At the same time, however, most residents are careful to avoid criticizing tourists, because tourists help some wineries stay afloat and help Napa Valley wines in general sell better--at higher prices--despite a wine glut.
"Tourism really is a double-edged sword," said Mel Varrelman, a St. Helena accountant and chairman of the county Board of Supervisors. "It is important to the industry, but it's something we would really rather do without."
Feels Misunderstood
Tony Peju, owner of the controversial Peju Province Winery, believes he is misunderstood. He said he started his tasting-room-only operation because the task of obtaining permits for a real winery has taken longer than expected.

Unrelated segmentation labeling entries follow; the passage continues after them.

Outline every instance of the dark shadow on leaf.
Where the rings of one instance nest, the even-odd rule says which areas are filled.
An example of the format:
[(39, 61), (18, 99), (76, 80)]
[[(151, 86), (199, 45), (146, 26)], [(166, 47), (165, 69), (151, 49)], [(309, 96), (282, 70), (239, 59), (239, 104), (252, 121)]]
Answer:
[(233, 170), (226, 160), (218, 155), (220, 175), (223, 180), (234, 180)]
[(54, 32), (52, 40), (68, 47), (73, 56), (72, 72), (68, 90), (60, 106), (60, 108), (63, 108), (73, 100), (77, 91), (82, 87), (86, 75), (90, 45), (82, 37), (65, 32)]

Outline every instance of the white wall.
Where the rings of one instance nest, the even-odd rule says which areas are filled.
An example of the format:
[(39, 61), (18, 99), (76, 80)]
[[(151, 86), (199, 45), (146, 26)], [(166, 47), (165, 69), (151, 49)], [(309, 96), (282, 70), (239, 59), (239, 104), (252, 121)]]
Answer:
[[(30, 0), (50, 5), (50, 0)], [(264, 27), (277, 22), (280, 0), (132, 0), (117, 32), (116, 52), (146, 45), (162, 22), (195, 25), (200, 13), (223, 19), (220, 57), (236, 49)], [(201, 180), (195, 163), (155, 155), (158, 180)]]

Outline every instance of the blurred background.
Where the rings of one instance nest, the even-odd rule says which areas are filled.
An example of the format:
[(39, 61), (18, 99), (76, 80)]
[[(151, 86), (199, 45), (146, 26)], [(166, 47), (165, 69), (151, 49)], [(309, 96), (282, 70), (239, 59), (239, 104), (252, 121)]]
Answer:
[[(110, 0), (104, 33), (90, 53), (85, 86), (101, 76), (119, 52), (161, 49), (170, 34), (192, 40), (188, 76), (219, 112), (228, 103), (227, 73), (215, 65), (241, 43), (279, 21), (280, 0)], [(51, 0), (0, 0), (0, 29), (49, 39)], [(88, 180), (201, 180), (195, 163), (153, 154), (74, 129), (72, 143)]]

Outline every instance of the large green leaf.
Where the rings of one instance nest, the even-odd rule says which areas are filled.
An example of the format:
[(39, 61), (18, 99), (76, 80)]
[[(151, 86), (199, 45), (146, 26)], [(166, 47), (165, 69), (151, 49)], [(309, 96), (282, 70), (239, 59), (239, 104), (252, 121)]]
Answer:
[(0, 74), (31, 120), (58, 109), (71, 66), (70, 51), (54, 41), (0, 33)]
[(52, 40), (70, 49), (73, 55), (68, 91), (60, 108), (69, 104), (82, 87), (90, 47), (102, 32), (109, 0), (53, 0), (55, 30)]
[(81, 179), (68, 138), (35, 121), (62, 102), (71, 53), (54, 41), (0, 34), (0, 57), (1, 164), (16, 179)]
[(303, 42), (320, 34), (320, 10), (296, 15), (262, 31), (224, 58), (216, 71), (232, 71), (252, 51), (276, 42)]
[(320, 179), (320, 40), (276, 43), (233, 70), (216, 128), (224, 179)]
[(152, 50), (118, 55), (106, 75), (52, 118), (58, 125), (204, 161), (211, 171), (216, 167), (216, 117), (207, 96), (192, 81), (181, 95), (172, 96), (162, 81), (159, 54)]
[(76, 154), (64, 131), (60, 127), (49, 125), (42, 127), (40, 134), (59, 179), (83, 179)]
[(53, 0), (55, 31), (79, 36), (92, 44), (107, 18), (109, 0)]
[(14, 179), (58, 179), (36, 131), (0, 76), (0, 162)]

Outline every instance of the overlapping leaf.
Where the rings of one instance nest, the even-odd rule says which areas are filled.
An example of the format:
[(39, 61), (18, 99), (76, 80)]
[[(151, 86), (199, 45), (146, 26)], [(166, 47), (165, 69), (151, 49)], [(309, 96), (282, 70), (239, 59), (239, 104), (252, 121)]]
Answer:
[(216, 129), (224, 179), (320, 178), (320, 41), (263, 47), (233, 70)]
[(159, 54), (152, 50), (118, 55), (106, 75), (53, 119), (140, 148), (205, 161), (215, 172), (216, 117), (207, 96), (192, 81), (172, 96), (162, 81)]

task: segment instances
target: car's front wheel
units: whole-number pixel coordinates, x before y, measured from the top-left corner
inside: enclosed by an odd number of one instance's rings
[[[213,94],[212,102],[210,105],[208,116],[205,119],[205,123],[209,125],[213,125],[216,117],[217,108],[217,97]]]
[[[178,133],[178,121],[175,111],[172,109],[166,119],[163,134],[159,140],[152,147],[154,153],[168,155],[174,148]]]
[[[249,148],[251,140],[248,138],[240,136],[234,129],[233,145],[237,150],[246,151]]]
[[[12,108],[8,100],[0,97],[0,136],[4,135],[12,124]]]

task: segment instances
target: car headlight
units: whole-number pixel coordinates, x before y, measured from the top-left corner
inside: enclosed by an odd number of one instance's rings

"We don't want to do anything that somebody else doesn't do," he said.
Besides, he claims, his business--where he sells wines "custom crushed" at another winery--could actually meet the county's current, loosely written legal definition of a winery. County officials disagree.
In any case, people do agree that the Napa Valley draws more tourists each year and that small wineries are relying more and more on them, either to establish reputations, improve cash flow or simply empty warehouses.
This, in turn, has caused some second- and third-generation wine makers and growers to resent their well-to-do new neighbors who open wineries and attract the often bothersome tourists. Old-timers also fear that their descendants will be priced out of the local real estate market.
Despite this, small wineries say they cannot afford to change.
"I think selling direct is the only way for a small winery to make it," said Daryl Sattui, owner of V. Sattui Winery and one of the most successful small vintners in the valley.
His new cut-stone winery with its adjacent delicatessen and picnic grounds is seen by other wine makers as both a marketing masterstroke and a bad example that too many other small wineries are scrambling to copy.
Napa County now has about 200 wineries, most of them small and most of them lacking the necessary county permit for public tastings. Those without permits can hold tastings only by appointment or invitation, and most do.
"When we sell a bottle of wine (at the winery) for $10, we get just about 10 bucks, not the $5 we get from wholesale distributors--and we don't have to wait 60 to 90 days to get it," Sattui said.
Sattui sells all of his wine at his winery, which is unprecedented. Most of the other small wineries instead use retail sales to help even out their cash flow between their annual fall releases, or sales, to their distributors.
"During slow periods, sales at the winery help you to meet daily sorts of things, like payroll and PG&E (utilities)," said David Spalding of Stonegate Winery. "It's important. It can even be a matter of survival at times."
It is also important to major wineries, though not a matter of survival.
Big wineries rely on visitors to expand the wine market in general--and their own share of that market in particular. Retail sales are often seen as simply a way to cover the cost of running the tours and pouring free wine.
"There is no better place to educate--and convert--than right here, with everything at our fingertips," said Gwendolyn Rogers, visitors center director at Domaine Chandon, the elegant French-owned champagne cellar.
"Our ultimate goal, of course, is to create repeat customers out of the visitors."
Paul Wagner of the Christian Brothers said 500,000 people a year used to tour the landmark Greystone winery before it closed for structural repairs. "Ford Motor Co. could spend millions to address 500,000 people on TV for a minute; we had them here for an hour for nothing," he said.